Biggest issue is that keysof often needs to "delay" its operation. It is too eager in how it evaluates a type, which is a problem for type parameters like in the first example I posted (i.e. the case we really want to solve is actually the hard part 😄).

Hope that gives you all an update.

[tinganho]

@DanielRosenwasser Thanks for the update. I just saw @weswigham submitted a PR about the keysof operator, so it is maybe better to hand this issue off to you guys.

I just wonder why you decided to depart from the original proposed syntax?

function get(prop: string): T[prop];

and introduce keysof?

[DanielRosenwasser]

T[prop] is less general, and requires a lot of interlaced machinery. One big question here is how you'd even relate the literal contents of prop to property names of T. I'm not even completely sure what you'd do. Would you add an implicit type parameter? Would you need to change contextual typing behavior? Would you need to add something special to signatures?

The answer is probably yes to all of those things. I drove us away from that because my gut told me it was better to use two simpler, separate concepts and build up from there. The downside is there is a little bit more boilerplate in certain cases.

If there are newer libraries that uses these sorts of patterns and that boilerplate is making it hard for them to write in TypeScript, then maybe we should consider that. But overall this feature is primarily meant to serve library consumers, because the use-site is where you get the benefits here anyway.

[tinganho]

@DanielRosenwasser Having barely went down the rabbit hole. I still can't find any problems with implementing @saschanaz idea? I think keysof is redundant in this case. T[p] already relates that p must be one of the literal props of T.

My rough implementation thought was to introduce a new type called PropertyReferencedType.

export interface PropertyReferencedType extends Type {
        property: Symbol;
        targetType: ObjectType;
}

When entering a function declared with a return type that is of PropertyReferencedType or entering a function that references PropertyReferencedType: A type of a ElementAccessExpression will be augmented with a property that references the symbol of the accessed property.

export interface Type {
        flags: TypeFlags;                // Flags
        /* @internal */ id: number;      // Unique ID
        //...
        referencedProperty: Symbol; // referenced property
}

So a type with a referenced property symbol is assignable to a PropertyReferencedType. During checking, the referencedProperty must correspond to p in T[p]. Also the parent type of a element access expression must be assignable to T. And to make things easier p must also be const.

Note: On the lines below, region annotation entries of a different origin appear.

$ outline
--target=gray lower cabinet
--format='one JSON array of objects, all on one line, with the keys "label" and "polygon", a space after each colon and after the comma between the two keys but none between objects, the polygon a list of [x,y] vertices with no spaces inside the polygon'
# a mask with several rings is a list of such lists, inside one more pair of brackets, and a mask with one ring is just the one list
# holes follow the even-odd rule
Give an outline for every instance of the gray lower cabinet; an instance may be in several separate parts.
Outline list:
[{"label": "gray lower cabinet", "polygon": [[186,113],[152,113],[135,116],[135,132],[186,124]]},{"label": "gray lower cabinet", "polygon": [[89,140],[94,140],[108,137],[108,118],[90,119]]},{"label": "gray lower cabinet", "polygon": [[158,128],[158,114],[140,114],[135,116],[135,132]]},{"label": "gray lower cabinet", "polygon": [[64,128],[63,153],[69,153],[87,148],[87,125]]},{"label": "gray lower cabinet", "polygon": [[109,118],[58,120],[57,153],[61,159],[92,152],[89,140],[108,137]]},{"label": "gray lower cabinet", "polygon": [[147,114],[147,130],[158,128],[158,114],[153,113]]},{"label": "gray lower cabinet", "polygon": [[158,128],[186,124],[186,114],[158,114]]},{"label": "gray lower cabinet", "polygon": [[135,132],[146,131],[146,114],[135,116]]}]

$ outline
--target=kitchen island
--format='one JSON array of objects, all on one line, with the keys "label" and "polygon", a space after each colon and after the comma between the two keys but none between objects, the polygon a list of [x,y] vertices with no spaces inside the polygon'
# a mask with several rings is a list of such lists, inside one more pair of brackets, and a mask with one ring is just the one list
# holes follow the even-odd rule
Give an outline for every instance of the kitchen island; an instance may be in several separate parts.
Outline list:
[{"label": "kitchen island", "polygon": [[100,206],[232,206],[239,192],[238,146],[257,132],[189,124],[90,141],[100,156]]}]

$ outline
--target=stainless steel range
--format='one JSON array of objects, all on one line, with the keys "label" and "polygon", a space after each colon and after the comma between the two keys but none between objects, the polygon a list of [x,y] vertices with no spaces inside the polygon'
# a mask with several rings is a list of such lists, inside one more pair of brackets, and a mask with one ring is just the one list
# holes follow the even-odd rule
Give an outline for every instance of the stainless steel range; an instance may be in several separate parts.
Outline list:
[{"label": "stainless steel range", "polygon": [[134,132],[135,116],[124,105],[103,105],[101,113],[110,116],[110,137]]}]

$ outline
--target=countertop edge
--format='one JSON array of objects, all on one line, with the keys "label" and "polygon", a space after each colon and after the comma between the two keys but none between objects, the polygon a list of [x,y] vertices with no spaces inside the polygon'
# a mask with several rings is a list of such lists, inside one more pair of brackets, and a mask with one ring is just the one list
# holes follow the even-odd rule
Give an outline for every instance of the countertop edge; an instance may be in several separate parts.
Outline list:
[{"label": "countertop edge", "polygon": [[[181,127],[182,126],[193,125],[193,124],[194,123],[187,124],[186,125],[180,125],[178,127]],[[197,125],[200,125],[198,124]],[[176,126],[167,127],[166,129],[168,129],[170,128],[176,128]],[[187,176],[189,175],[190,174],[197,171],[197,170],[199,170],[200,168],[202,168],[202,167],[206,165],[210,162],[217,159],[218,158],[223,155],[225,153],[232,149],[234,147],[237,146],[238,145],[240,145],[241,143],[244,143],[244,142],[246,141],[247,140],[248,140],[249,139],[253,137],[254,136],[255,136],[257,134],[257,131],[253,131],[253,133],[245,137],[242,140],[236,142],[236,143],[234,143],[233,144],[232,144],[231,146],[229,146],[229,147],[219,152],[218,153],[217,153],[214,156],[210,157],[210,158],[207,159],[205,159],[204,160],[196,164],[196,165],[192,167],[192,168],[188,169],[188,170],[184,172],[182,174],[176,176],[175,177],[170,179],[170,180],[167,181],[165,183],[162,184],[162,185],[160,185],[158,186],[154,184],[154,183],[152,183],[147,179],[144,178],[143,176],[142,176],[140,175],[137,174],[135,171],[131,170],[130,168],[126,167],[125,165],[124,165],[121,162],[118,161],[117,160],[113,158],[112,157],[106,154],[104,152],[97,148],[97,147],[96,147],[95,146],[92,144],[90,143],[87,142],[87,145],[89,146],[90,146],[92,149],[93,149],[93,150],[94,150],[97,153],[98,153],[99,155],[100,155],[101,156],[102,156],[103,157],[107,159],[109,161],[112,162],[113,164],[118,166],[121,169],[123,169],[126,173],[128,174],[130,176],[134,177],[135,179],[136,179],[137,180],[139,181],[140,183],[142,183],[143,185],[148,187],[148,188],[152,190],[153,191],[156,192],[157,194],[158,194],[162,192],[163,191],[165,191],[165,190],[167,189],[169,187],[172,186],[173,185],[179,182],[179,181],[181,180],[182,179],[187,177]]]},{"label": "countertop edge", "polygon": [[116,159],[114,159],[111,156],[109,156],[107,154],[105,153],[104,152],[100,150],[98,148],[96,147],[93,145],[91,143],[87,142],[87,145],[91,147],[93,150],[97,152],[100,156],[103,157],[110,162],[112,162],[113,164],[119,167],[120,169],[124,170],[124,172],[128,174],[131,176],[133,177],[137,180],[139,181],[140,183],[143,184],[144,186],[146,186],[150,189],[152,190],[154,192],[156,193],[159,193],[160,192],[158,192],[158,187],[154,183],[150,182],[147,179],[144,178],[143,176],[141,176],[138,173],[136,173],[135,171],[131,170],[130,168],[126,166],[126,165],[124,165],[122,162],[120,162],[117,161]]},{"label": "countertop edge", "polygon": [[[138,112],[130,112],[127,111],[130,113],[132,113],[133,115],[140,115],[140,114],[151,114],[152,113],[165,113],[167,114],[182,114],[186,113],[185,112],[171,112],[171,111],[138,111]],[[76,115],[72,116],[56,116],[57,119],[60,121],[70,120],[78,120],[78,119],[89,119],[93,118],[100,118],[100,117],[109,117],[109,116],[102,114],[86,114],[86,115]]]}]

The new typePropertyReferencedType only exists inside the function as an "unresolved type". On call site one have to resolve the type with p:

interface A { a: string }
declare function getProp(p: string): A[p]
getProp('a'); // string

A PropertyReferencedType only propagates through function assignments and cannot propagate through call expressions, because a PropertyReferencedType is only a temporary type meant to help with checking the body of a function with return type T[p].

[Igorbek]

If you introduce keysof and T[K] type operators, would it mean we could use them like this:

interface A {
  a: number;
  b: string;
}
type AK = keysof A; // "a" | "b"
type AV = A[AK]; // number | string ?
type AA = A["a"]; // number ?
type AB = A["b"]; // string ?
type AC = A["c"]; // error?
type AN = A[number]; // error?

type X1 = keysof { [index: string]: number; }; // string ?
type X2 = keysof { [index: string]: number; [index: number]: string; }; // string | number ?

@DanielRosenwasser wouldn't your example have the same meaning with my

function foo<T, K extends keysof T>(obj: T, key: K): T[K] {
    // ...
}
// same as ?
function foo<K, V, T extends { [k: K]: V; }>(obj: T, key: K): V {
    // ...
}

[rtm]

I am not seeing how the signature would be written for Underscore's _.pick:

o2 = _.pick(o1, 'p1', 'p2');

pick(Object, ...props: String[]) : WHAT GOES HERE;

[tinganho]

@rtm I suggested it in #1295 (comment). Though it might be better to open a new issue, even though it is related to this one.

[ahejlsberg]

Implementation now available in #11929.